As a side note, it is suspicious that science is exactly matching up with how the West has structured it's society. Other societies have different distributions despite having the same biological impulses.
> Engineering as a whole is pretty people-oriented: projects are team efforts and require a lot of collaboration, requirements gathering and user research.
Just like the statement about coding, I think that's a tad bit generalized because you can apply this to anything you scale bigger. You can make a big project, involving lots of different people, out of pretty much any skill.
Tho that doesn't change the basic "requirements" to be good at a specific skill. A coder can still code an app on his/her own, he/she might need more time, but the whole "additional people" thing is entirely optional in this scenario.
Same deal with engineering: It might take more time, but even big projects can be done with very few people. Adding more people is an entirely optional thing to speed up the process.
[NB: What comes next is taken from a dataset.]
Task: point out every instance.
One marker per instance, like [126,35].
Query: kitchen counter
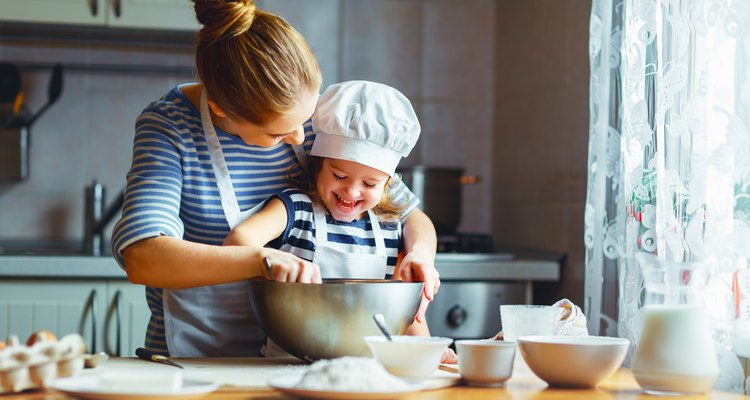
[253,371]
It's for that very same reason that many big projects, involving lots of people, have positions solely build around managing the whole "people" part of the project, leaving the engineers to do their engineering and the coders to their coding.
Because that's just how we humans are: We ain't perfect at everything, we can't be because lots of it is based on trade-offs.
Whether the view is widely held has nothing to do with whether its supported by evidence. You can't claim to be making a scientific argument, when a major link in your chain of reasoning is nothing more than an appeal to preconception.
> Actually, most of the studies that replicated these findings (with large effect sizes and very large sample sizes) were cross cultural.
The studies don't show that occupational preferences are stable across cultures (and in fact they're not). The fact that places like China have much higher representation of women in STEM is a smoldering hole in the theory that these preferences are biological.
> One of the most interesting finding (that's also been replicated), is that gender differences in these traits increase the more egalitarian the society. This is the exact opposite of what you'd expect if the differences were caused by cultural pressure.
That conflates two different things: what gender roles a society imposes on adults, and how the society socializes children. Those two things are not necessarily linked. Take India for example: it's not very egalitarian; women are still strongly encouraged to stay home with kids (and the work force is 70% men). On the other hand, half of STEM majors in India are women. How do you explain that result if you assume that preferences are biological?